AG: Clitical Mass started in Pittsburgh when I had a feminist collective going on there. We would have meetings and talk about ways to involve more women in the queer community and the bike community.
This spawned the idea of a Clitical Mass. We had been to a lot of the Critical Masses and found that we weren’t so welcome there. We felt more invisible than visible because our presence was seen as being accepted, even though it wasn’t. We felt alienated. We felt that we weren’t welcome as women.
So we came up with the idea of a clitical mass, which would be an all-female bike ride in response to this male-dominated culture which we had all been dealing with, at that time, pretty harshly.
I was working at a bike shop at that point and coming into a lot of problems with the owner who had been discriminating against me and various other women who had been working with bikes or in collectives.
We felt that we need to start changing things and our way of doing that was starting Clitical Mass, an all-female bike ride.
As I became more involved in the Chicago bike culture, I began to see more and more of the (same) problems [here].
My friends and I had a feminist book club that we started on a whim…Typically, we’d pick books that would spawn some sort of activist related action that we could do. I brought in this zine called “Clitical Mass” which was written by a friend of mine from back home (in Pittsburgh), Andulhisa Nole.
We were reading through this, and being like, “Hey, man! We all ride bikes and have these problems.” We all got really excited and thought, “Hey! We should start a Clitical Mass here.” Since we all have experience with Critical Masses, we knew how to structure our Clitical Mass. We screen-printed flyers and posters and wheat-pasted them around town, used the Internet. We got a decent amount of women together for the first mass.
SR: How was the first ride of Clitical Mass?
AG: It started out really well. We had a power circle going on. We had all the women meet at the fountain in Wicker Park and then we rode to Pilsen, [and] Harrison Park.

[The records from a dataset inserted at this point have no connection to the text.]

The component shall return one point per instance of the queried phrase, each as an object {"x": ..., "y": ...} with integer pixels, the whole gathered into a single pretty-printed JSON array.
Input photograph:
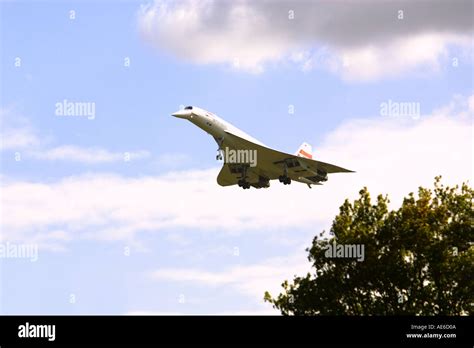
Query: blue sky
[{"x": 73, "y": 195}]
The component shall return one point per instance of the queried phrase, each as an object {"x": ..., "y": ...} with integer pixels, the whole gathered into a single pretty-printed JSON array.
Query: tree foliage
[{"x": 419, "y": 259}]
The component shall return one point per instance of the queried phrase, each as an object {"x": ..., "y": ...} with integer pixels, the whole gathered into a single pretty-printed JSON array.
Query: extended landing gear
[
  {"x": 244, "y": 184},
  {"x": 219, "y": 156},
  {"x": 284, "y": 178}
]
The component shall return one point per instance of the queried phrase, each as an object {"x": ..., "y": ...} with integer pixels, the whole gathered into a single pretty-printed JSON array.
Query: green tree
[{"x": 419, "y": 259}]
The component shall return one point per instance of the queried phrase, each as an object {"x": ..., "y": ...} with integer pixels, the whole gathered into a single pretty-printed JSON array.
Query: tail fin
[{"x": 305, "y": 150}]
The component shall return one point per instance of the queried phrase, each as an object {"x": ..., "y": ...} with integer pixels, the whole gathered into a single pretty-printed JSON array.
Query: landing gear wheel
[{"x": 244, "y": 184}]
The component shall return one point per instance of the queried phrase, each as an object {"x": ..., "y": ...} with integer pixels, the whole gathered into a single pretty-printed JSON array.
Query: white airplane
[{"x": 248, "y": 162}]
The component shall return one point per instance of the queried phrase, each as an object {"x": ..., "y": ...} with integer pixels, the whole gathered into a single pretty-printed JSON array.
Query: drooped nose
[{"x": 185, "y": 113}]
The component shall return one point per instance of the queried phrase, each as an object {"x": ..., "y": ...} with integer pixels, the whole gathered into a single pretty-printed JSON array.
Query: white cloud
[
  {"x": 359, "y": 41},
  {"x": 86, "y": 155},
  {"x": 390, "y": 155},
  {"x": 17, "y": 134},
  {"x": 252, "y": 280}
]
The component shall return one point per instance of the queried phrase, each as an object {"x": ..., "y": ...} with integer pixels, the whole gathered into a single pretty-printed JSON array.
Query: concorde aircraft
[{"x": 248, "y": 162}]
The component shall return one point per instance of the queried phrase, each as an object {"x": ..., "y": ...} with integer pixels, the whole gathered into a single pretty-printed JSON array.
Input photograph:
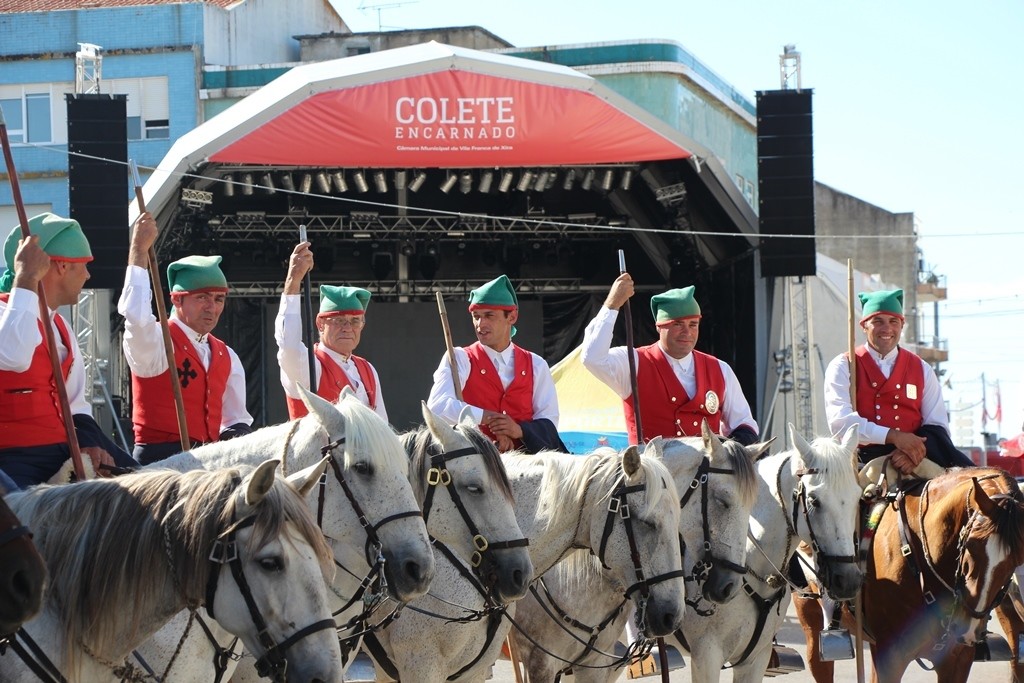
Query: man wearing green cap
[
  {"x": 340, "y": 323},
  {"x": 508, "y": 389},
  {"x": 213, "y": 382},
  {"x": 33, "y": 439},
  {"x": 900, "y": 410},
  {"x": 678, "y": 386}
]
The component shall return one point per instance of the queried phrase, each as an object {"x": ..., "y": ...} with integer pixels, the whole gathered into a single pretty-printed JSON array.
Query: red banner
[{"x": 449, "y": 120}]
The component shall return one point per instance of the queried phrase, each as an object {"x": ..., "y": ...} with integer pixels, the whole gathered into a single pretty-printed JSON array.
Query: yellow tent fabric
[{"x": 590, "y": 414}]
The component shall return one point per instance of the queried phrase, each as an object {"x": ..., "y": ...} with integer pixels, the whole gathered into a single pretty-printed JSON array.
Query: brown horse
[
  {"x": 942, "y": 553},
  {"x": 23, "y": 573}
]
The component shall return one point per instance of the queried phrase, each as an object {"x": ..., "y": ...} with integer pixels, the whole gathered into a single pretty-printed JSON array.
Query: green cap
[
  {"x": 196, "y": 273},
  {"x": 60, "y": 238},
  {"x": 343, "y": 300},
  {"x": 674, "y": 305},
  {"x": 496, "y": 294},
  {"x": 884, "y": 301}
]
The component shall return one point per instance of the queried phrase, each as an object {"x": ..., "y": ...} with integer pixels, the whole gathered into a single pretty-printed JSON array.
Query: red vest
[
  {"x": 483, "y": 386},
  {"x": 668, "y": 411},
  {"x": 29, "y": 402},
  {"x": 885, "y": 401},
  {"x": 333, "y": 380},
  {"x": 203, "y": 391}
]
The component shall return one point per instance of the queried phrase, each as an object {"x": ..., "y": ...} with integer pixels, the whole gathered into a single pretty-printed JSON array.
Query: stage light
[
  {"x": 360, "y": 181},
  {"x": 449, "y": 182},
  {"x": 323, "y": 182},
  {"x": 506, "y": 181},
  {"x": 627, "y": 180},
  {"x": 569, "y": 179},
  {"x": 418, "y": 180},
  {"x": 247, "y": 183},
  {"x": 542, "y": 181},
  {"x": 486, "y": 178},
  {"x": 588, "y": 179},
  {"x": 338, "y": 177},
  {"x": 524, "y": 181}
]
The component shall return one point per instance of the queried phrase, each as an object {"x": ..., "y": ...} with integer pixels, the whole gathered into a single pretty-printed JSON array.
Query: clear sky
[{"x": 918, "y": 108}]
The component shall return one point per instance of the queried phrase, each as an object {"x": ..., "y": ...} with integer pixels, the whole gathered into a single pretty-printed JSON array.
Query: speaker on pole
[
  {"x": 97, "y": 179},
  {"x": 785, "y": 182}
]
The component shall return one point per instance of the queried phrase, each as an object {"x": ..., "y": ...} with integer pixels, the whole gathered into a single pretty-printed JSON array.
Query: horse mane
[
  {"x": 83, "y": 529},
  {"x": 369, "y": 435},
  {"x": 743, "y": 470},
  {"x": 421, "y": 444},
  {"x": 564, "y": 478},
  {"x": 837, "y": 465}
]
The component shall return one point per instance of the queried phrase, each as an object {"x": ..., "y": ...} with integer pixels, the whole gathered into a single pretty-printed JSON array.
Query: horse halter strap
[
  {"x": 700, "y": 479},
  {"x": 371, "y": 529},
  {"x": 272, "y": 665},
  {"x": 439, "y": 475},
  {"x": 619, "y": 506},
  {"x": 800, "y": 502}
]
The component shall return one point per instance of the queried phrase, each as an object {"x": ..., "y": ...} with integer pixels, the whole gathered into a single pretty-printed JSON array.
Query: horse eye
[{"x": 271, "y": 563}]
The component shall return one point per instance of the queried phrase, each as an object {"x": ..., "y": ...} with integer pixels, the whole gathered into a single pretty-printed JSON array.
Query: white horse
[
  {"x": 573, "y": 619},
  {"x": 366, "y": 508},
  {"x": 809, "y": 494},
  {"x": 126, "y": 554},
  {"x": 603, "y": 502}
]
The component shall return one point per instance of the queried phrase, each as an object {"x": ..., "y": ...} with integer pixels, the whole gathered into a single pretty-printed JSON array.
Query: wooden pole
[
  {"x": 858, "y": 604},
  {"x": 451, "y": 348},
  {"x": 44, "y": 313},
  {"x": 158, "y": 295},
  {"x": 307, "y": 323}
]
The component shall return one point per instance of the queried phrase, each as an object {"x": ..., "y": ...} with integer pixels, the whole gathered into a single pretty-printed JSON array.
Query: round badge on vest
[{"x": 711, "y": 400}]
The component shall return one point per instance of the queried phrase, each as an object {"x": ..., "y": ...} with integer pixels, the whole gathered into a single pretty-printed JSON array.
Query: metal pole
[{"x": 44, "y": 312}]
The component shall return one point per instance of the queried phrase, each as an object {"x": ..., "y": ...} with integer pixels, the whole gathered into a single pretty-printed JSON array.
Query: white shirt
[
  {"x": 19, "y": 336},
  {"x": 443, "y": 402},
  {"x": 611, "y": 366},
  {"x": 294, "y": 358},
  {"x": 842, "y": 416},
  {"x": 143, "y": 345}
]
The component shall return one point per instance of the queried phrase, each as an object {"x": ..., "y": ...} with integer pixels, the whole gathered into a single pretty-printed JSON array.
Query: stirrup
[
  {"x": 993, "y": 647},
  {"x": 783, "y": 660},
  {"x": 642, "y": 668},
  {"x": 835, "y": 644}
]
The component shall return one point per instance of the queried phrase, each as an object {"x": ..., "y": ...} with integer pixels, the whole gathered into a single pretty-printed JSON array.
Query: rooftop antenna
[
  {"x": 88, "y": 69},
  {"x": 788, "y": 68},
  {"x": 382, "y": 6}
]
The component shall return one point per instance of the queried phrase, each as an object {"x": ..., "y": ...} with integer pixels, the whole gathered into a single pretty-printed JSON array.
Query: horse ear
[
  {"x": 631, "y": 461},
  {"x": 712, "y": 443},
  {"x": 755, "y": 451},
  {"x": 800, "y": 443},
  {"x": 441, "y": 430},
  {"x": 850, "y": 438},
  {"x": 305, "y": 480},
  {"x": 985, "y": 504},
  {"x": 260, "y": 481}
]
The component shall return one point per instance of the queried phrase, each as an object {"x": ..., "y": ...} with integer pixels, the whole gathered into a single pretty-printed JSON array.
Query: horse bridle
[
  {"x": 438, "y": 475},
  {"x": 619, "y": 506},
  {"x": 800, "y": 502},
  {"x": 702, "y": 567},
  {"x": 272, "y": 664}
]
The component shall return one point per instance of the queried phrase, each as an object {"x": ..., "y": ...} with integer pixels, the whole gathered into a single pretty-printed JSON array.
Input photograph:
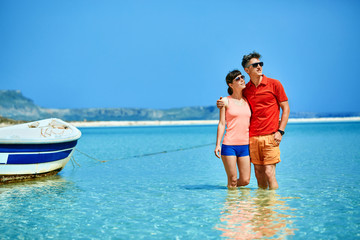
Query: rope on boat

In the beginning, it was great. We all sat around [and] talked about what we wanted out of this ride, what our goals were, and discussed some general rules and boundaries we would all follow. We wanted this to create a really collective consciousness. We didn’t want anyone to be a leader. We didn’t want anyone to be a follower. We wanted everyone to have equal input in what we were doing and what our goals were. [This] was difficult because there were a core group of six women that did…all the work to create this, but once we were in this space as women on bikes, we wanted it to be an equal exchange of ideas and opinions and work.
There were some altercations…At one point, a car clipped a woman, but she didn’t get harmed. There was some response from some of the women that I found troubling, and I think part of that was due to the fierce passion that we had at that time. We had such a rush of adrenaline.

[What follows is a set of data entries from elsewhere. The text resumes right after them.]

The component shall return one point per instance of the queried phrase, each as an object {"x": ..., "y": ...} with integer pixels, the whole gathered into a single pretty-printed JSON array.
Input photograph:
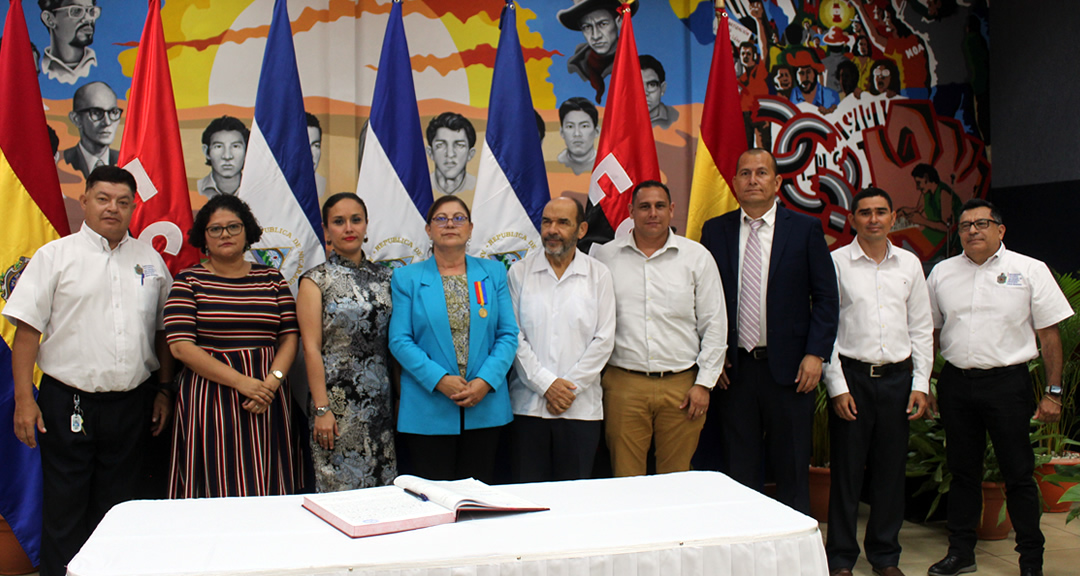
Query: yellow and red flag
[
  {"x": 151, "y": 151},
  {"x": 721, "y": 141},
  {"x": 32, "y": 215}
]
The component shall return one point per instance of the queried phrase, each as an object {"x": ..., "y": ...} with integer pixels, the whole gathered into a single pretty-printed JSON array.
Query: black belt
[
  {"x": 757, "y": 353},
  {"x": 656, "y": 374},
  {"x": 983, "y": 373},
  {"x": 876, "y": 371}
]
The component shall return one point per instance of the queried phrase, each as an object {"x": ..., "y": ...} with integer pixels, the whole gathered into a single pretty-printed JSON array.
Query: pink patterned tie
[{"x": 750, "y": 297}]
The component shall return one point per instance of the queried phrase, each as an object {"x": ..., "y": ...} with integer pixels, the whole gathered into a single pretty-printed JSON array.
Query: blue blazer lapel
[
  {"x": 478, "y": 327},
  {"x": 433, "y": 299}
]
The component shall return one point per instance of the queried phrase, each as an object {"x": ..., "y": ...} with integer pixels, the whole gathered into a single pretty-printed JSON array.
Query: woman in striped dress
[{"x": 233, "y": 326}]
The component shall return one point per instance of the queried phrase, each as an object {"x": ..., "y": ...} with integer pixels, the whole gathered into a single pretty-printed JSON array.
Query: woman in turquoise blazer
[{"x": 453, "y": 331}]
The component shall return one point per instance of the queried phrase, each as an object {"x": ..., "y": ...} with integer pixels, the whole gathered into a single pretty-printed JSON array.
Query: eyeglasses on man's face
[
  {"x": 981, "y": 224},
  {"x": 97, "y": 115},
  {"x": 233, "y": 229},
  {"x": 442, "y": 220},
  {"x": 76, "y": 12}
]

We should’ve talked about what our goals were for a little longer. That’s not something they do at a Critical Mass. It’s not something we’re used to doing. We don’t sit in a fucking circle at a Critical Mass and talk about what we want out of this, we just ride our bikes, and that’s why Clitical Mass is different.
Our point is to be visible where we’re invisible, so we wanted to give everyone a chance to speak. However, there were a few people who had different ideas of what a Clitical Mass is. In the end, the fall 2009 ride was extremely successful for the first Clitical Mass Chicago, and it was a great turnout.
SR: What do you see as the future of Clitical Mass?
AG: I see it getting as big as Critical Mass. How many men and women are there in Chicago? Fairly equally amount. How many of them ride bikes? Probably a fairly equal amount. I would say my hope for Clitical Mass is for it to be a mass…the size of a Critical Mass. It’s important to think how Clitical Mass can help shape bike culture.
I also want to mention that it’s a women and trans mass. People that are invisible in our society are welcome in this mass, and we hope it gains momentum. It did in Pittsburgh. We had 100 or 150 people at one of our last rides there. So, for a mass that’s completely outside of regulation, outside of Critical Mass, that’s more DIY than critical. That’s our goal.
Another Clitical Mass was spawned because we didn’t organize for the following month. Some other people got one together, which is exactly our hope. It was really hectic putting the first one together and the struggle was definitely worth it. And someone else picked it up. Someone else started a Clitical Mass. I know that word of mouth spreads quickly. There’s Clitical Masses in Paris, London, Pittsburgh. I think that one mass will gain attention and word will spread, and we’ll have Clitical Masses everywhere.